Re: [PATCH x86/entry: Force rcu_irq_enter() when in idle task

From: "Paul E. McKenney" <paulmck@kernel.org>
To: Thomas Gleixner <tglx@linutronix.de>
Cc: LKML <linux-kernel@vger.kernel.org>,
	rcu@vger.kernel.org, Andrew Lutomirski <luto@kernel.org>,
	X86 ML <x86@kernel.org>,
	Frederic Weisbecker <frederic@kernel.org>,
	Steven Rostedt <rostedt@goodmis.org>,
	Joel Fernandes <joel@joelfernandes.org>,
	Mathieu Desnoyers <mathieu.desnoyers@efficios.com>,
	Will Deacon <will@kernel.org>,
	Peter Zijlstra <peterz@infradead.org>
Subject: Re: [PATCH x86/entry: Force rcu_irq_enter() when in idle task
Date: Fri, 12 Jun 2020 12:19:21 -0700	[thread overview]
Message-ID: <20200612191921.GA18255@paulmck-ThinkPad-P72> (raw)
In-Reply-To: <20200612174953.GA19188@paulmck-ThinkPad-P72>

On Fri, Jun 12, 2020 at 10:49:53AM -0700, Paul E. McKenney wrote:
> On Fri, Jun 12, 2020 at 03:55:00PM +0200, Thomas Gleixner wrote:
> > The idea of conditionally calling into rcu_irq_enter() only when RCU is
> > not watching turned out to be not completely thought through.
> > 
> > Paul noticed occasional premature end of grace periods in RCU torture
> > testing. Bisection led to the commit which made the invocation of
> > rcu_irq_enter() conditional on !rcu_is_watching().
> > 
> > It turned out that this conditional breaks RCU assumptions about the idle
> > task when the scheduler tick happens to be a nested interrupt. Nested
> > interrupts can happen when the first interrupt invokes softirq processing
> > on return which enables interrupts. If that nested tick interrupt does not
> > invoke rcu_irq_enter() then the nest accounting in RCU claims that this is
> > the first interrupt which might mark a quiescient state and end grace
> > periods prematurely.
> 
> For this last sentence, how about the following?
> 
> If that nested tick interrupt does not invoke rcu_irq_enter() then the
> RCU's irq-nesting checks will believe that this interrupt came directly
> from idle, which will cause RCU to report a quiescent state.  Because
> this interrupt instead came from a softirq handler which might have
> been executing an RCU read-side critical section, this can cause the
> grace period to end prematurely.
> 
> > Change the condition from !rcu_is_watching() to is_idle_task(current) which
> > enforces that interrupts in the idle task unconditionally invoke
> > rcu_irq_enter() independent of the RCU state.
> > 
> > This is also correct vs. user mode entries in NOHZ full scenarios because
> > user mode entries bring RCU out of EQS and force the RCU irq nesting state
> > accounting to nested. As only the first interrupt can enter from user mode
> > a nested tick interrupt will enter from kernel mode and as the nesting
> > state accounting is forced to nesting it will not do anything stupid even
> > if rcu_irq_enter() has not been invoked.
> 
> On the testing front, just like with my busted patch yesterday, this
> patch breaks the TASKS03 rcutorture scenario by preventing the Tasks
> RCU grace periods from ever completing.  However, this is an unusual
> configuration with NO_HZ_FULL and one CPU actually being nohz_full.
> The more conventional TASKS01 and TASKS02 scenarios do just fine.
> 
> I will therefore address this issue in a follow-on patch.

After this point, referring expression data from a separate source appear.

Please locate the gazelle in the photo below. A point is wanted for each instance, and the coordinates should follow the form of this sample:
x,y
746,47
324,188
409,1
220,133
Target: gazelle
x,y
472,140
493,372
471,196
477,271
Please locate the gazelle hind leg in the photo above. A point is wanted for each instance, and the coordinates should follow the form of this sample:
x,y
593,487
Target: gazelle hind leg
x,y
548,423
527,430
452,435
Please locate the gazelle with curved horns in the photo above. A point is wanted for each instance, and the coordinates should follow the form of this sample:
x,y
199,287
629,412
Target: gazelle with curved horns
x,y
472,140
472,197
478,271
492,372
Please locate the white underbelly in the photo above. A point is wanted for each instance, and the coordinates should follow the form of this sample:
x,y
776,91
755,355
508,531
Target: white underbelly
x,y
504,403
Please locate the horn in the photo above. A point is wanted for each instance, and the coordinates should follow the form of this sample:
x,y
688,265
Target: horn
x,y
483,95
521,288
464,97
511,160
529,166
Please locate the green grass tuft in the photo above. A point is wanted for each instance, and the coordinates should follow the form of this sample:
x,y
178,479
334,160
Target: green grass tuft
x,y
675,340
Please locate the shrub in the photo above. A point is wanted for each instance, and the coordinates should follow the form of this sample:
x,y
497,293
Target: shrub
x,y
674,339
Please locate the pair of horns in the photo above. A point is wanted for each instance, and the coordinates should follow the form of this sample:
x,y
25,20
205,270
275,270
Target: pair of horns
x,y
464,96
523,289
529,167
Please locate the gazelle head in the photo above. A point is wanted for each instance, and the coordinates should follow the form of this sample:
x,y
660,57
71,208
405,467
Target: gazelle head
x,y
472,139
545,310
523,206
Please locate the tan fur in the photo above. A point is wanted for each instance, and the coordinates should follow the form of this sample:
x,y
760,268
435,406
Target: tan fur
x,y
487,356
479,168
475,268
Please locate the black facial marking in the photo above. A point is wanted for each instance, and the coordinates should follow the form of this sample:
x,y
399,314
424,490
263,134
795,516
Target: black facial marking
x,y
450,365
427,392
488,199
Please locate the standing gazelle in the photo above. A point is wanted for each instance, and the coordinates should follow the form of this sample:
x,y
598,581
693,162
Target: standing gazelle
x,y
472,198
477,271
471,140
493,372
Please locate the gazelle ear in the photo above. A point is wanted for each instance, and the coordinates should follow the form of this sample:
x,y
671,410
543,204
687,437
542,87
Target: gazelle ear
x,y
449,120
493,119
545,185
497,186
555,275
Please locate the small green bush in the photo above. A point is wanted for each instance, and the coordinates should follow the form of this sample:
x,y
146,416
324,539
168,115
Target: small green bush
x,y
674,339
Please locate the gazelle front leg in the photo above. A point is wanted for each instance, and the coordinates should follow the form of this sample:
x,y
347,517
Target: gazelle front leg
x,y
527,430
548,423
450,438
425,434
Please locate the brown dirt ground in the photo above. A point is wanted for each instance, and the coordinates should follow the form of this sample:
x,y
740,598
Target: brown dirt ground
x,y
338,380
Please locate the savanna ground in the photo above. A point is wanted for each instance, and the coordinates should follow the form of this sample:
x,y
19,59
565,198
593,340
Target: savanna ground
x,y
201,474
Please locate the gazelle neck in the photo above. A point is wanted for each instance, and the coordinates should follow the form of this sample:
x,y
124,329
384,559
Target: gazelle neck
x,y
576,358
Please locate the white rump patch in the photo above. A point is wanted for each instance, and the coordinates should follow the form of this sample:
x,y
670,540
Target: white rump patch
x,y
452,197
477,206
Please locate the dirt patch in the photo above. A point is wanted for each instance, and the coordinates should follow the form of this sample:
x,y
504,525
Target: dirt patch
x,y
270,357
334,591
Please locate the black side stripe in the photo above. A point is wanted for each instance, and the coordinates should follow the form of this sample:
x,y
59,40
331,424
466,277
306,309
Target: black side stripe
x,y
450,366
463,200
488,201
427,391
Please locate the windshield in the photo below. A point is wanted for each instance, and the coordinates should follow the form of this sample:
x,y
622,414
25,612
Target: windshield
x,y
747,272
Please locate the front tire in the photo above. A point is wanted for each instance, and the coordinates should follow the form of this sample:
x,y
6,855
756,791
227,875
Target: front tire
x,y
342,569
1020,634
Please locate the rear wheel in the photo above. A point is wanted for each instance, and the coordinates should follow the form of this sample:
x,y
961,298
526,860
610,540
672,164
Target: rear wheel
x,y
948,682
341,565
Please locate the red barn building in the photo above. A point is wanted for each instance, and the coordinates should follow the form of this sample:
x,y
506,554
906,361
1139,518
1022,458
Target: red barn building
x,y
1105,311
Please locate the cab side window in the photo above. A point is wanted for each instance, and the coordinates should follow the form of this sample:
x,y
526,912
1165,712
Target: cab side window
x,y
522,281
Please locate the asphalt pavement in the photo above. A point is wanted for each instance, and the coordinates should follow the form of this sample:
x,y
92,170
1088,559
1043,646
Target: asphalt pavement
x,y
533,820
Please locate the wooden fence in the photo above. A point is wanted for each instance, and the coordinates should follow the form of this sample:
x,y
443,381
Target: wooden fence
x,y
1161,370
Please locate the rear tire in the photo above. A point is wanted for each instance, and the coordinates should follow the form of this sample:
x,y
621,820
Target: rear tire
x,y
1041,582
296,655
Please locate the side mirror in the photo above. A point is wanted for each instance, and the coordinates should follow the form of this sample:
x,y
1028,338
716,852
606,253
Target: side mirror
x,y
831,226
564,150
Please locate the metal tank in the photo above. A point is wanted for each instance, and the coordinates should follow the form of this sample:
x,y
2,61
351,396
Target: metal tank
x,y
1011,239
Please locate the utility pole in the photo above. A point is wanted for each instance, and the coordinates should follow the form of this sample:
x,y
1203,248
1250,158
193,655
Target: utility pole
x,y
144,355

I should add that -your- patch from yesterday did -not- cause this
problem, in case that is of interest.

							Thanx, Paul

> > Fixes: 3eeec3858488 ("x86/entry: Provide idtentry_entry/exit_cond_rcu()")
> > Reported-by: "Paul E. McKenney" <paulmck@kernel.org>
> > Signed-off-by: Thomas Gleixner <tglx@linutronix.de>
> 
> Reviewed-by: "Paul E. McKenney" <paulmck@kernel.org>
> Tested-by: "Paul E. McKenney" <paulmck@kernel.org>
> 
> > ---
> >  arch/x86/entry/common.c |   35 ++++++++++++++++++++++++++++-------
> >  1 file changed, 28 insertions(+), 7 deletions(-)
> > --- a/arch/x86/entry/common.c
> > +++ b/arch/x86/entry/common.c
> > @@ -557,14 +557,34 @@ bool noinstr idtentry_enter_cond_rcu(str
> >  		return false;
> >  	}
> >  
> > -	if (!__rcu_is_watching()) {
> > +	/*
> > +	 * If this entry hit the idle task invoke rcu_irq_enter() whether
> > +	 * RCU is watching or not.
> > +	 *
> > +	 * Interupts can nest when the first interrupt invokes softirq
> > +	 * processing on return which enables interrupts.
> > +	 *
> > +	 * Scheduler ticks in the idle task can mark quiescent state and
> > +	 * terminate a grace period, if and only if the timer interrupt is
> > +	 * not nested into another interrupt.
> > +	 *
> > +	 * Checking for __rcu_is_watching() here would prevent the nesting
> > +	 * interrupt to invoke rcu_irq_enter(). If that nested interrupt is
> > +	 * the tick then rcu_flavor_sched_clock_irq() would wrongfully
> > +	 * assume that it is the first interupt and eventually claim
> > +	 * quiescient state and end grace periods prematurely.
> > +	 *
> > +	 * Unconditionally invoke rcu_irq_enter() so RCU state stays
> > +	 * consistent.
> > +	 *
> > +	 * TINY_RCU does not support EQS, so let the compiler eliminate
> > +	 * this part when enabled.
> > +	 */
> > +	if (!IS_ENABLED(CONFIG_TINY_RCU) && is_idle_task(current)) {
> >  		/*
> >  		 * If RCU is not watching then the same careful
> >  		 * sequence vs. lockdep and tracing is required
> >  		 * as in enter_from_user_mode().
> > -		 *
> > -		 * This only happens for IRQs that hit the idle
> > -		 * loop, i.e. if idle is not using MWAIT.
> >  		 */
> >  		lockdep_hardirqs_off(CALLER_ADDR0);
> >  		rcu_irq_enter();
> > @@ -576,9 +596,10 @@ bool noinstr idtentry_enter_cond_rcu(str
> >  	}
> >  
> >  	/*
> > -	 * If RCU is watching then RCU only wants to check
> > -	 * whether it needs to restart the tick in NOHZ
> > -	 * mode.
> > +	 * If RCU is watching then RCU only wants to check whether it needs
> > +	 * to restart the tick in NOHZ mode. rcu_irq_enter_check_tick()
> > +	 * already contains a warning when RCU is not watching, so no point
> > +	 * in having another one here.
> >  	 */
> >  	instrumentation_begin();
> >  	rcu_irq_enter_check_tick();